Russische Verteidigung

Ist Georgien ein zentrales Feld auf dem globalen Schachbrett?

" ... als dises Leid verging;

Sah' ich den neuen Sturm der in den Lüfften hing /

Vnd gantz Georgien durch jnnenländsche Krige

In Flamme Rauch vnd Grauß vnd ungeheure Sige /

Zu stürtzen mächtig war."

(Andreas Gryphius: Catharina von Georgien (1657))

Der arabische Geograph Massudi beschrieb um das Jahr 948 den Kaukasus: "Das ist ein großer Gebirgszug und berühmter Distrikt, der viele Reiche und Völker in sich umfaßt. Es wohnen dort 72 Völker, von denen jedes seinen König und seine eigene Sprache hat." Darum nannten die Araber ihn "Dschebel el-suni", das Gebirge der Sprachen. Die durch die Topographie begünstigte ethnische Zersplitterung hat es mit sich gebracht, daß der Kaukasus immer wieder als leichte Beute erschien, die Invasoren sich aber oft schnell zurückziehen mußten, da ihre militärischen Kräfte nicht ausreichten, um sich gegen den Widerstand der Bevölkerung oder einen anderen Eroberer zu behaupten.

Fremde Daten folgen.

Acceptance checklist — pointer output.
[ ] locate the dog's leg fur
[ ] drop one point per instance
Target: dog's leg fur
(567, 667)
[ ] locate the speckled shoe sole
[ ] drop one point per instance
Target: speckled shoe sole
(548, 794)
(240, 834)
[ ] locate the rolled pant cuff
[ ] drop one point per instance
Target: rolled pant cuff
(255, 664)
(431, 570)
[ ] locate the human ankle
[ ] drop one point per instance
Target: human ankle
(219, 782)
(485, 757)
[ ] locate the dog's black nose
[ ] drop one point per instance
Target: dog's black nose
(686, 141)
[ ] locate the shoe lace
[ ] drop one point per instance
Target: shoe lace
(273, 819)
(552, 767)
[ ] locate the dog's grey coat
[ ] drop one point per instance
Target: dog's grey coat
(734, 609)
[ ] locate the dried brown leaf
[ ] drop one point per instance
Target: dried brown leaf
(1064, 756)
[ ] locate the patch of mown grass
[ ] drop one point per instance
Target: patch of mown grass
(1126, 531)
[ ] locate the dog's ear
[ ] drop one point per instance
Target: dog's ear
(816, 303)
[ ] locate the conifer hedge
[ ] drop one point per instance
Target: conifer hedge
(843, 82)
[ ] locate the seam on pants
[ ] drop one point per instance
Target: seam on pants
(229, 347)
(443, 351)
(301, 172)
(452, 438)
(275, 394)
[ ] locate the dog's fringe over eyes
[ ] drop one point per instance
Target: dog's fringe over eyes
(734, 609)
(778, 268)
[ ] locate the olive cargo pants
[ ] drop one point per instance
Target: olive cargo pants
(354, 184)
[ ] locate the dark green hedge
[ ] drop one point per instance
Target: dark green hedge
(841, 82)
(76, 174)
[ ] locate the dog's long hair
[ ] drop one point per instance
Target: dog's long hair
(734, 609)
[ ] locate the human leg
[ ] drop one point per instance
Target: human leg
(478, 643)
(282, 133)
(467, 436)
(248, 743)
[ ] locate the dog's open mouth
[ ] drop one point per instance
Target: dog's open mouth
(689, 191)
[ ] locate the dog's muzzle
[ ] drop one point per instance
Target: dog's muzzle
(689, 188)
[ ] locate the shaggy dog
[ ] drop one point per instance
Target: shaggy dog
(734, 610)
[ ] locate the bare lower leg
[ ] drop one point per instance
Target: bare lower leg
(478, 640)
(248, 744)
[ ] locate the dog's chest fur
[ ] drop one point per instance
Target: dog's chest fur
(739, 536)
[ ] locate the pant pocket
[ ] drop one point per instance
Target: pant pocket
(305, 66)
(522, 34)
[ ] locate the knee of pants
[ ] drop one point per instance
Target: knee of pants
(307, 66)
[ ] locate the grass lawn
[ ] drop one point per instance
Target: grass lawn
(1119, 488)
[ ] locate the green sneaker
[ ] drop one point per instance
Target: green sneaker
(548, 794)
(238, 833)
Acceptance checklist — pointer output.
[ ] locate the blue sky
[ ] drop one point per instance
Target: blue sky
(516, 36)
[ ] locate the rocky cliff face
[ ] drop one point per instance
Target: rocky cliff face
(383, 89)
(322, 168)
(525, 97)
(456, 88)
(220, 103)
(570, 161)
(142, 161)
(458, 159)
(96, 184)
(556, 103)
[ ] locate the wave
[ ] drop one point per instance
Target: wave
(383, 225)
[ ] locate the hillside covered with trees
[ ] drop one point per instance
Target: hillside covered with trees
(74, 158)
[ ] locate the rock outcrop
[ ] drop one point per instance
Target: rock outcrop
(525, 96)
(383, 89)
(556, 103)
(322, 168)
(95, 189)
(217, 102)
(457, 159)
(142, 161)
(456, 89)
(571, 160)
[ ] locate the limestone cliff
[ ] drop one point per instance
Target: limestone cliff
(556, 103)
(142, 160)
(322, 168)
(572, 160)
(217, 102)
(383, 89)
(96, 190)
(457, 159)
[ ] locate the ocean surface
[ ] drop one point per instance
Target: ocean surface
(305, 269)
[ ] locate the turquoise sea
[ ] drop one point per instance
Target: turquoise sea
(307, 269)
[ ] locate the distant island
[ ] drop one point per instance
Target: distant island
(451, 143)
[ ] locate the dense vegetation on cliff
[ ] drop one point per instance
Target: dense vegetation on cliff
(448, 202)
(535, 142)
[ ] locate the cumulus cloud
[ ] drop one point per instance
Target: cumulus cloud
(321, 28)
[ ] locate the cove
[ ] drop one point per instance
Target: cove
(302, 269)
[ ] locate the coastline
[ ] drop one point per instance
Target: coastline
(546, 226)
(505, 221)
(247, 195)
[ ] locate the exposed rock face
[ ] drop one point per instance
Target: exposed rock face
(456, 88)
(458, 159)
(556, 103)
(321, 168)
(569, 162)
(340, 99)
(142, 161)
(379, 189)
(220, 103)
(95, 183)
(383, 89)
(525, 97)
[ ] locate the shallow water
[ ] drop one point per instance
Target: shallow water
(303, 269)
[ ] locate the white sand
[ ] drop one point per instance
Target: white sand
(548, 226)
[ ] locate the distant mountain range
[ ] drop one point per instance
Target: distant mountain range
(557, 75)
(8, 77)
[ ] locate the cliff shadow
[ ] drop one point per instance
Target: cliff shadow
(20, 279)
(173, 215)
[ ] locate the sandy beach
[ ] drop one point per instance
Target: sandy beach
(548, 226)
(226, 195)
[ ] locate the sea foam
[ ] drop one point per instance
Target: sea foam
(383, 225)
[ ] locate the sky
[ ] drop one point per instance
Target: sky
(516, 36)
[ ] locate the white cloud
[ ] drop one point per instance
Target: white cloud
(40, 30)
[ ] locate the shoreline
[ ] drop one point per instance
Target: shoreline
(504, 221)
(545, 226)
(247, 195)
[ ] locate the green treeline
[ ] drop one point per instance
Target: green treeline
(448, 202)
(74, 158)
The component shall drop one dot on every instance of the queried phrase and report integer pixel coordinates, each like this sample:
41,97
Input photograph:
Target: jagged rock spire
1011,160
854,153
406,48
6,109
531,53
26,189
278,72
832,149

Immer galt der Kaukasus als Raum zwischen den Großreichen, die dort aufeinandertrafen und Krieg führten. Assyrer, Babylonier, Perser und Araber kamen vom Süden; Byzantiner, Mazedonier, Türken, Griechen, Römer vom Westen; Skythen, Goten, Hunnen, Slawen, Mongolen vom Norden. Im 19. und frühen 20. Jahrhundert kämpften Briten, Russen und Türken um Einfluß im Kaukasus, heute sind es Rußland, die USA, die Türkei, der Iran und die EU.

Die Formen, die die Konflikte annehmen, scheinen sich in der Kaukasusregion im Lauf der Jahrhunderte weniger stark zu wandeln als in anderen Regionen der Welt. So hatte sich Rußland schon im 18. und 19. Jahrhundert gegen die Angriffe djihadistischer Milizen zur Wehr zu setzen. Deren bekannteste Anführer werden von Islamisten in Tschetschenien und Dagestan noch heute verehrt: Imam Ghazi Muhammad (gestorben 1834), Imam Gamzatbek (gestorben 1834), Imam Schamil (gestorben 1871) und der von Leo Tolstoi besungene Hadschi Murat (gestorben 1852).

Nichts geändert hat sich auch an der Funktion der Kaukasusregion als wichtiger Transitstrecke. Die Seidenstraße führte durch Georgien, seit dem 20. Jahrhundert wird das Land von Öl- und Gaspipelines durchzogen, deren jüngste und bekannteste die Baku-Ceyhan-Pipeline ist, mit der unter Umgehung Rußlands und des Irans Öl aus dem kaspischen Raum zum Mittelmeer transportiert wird.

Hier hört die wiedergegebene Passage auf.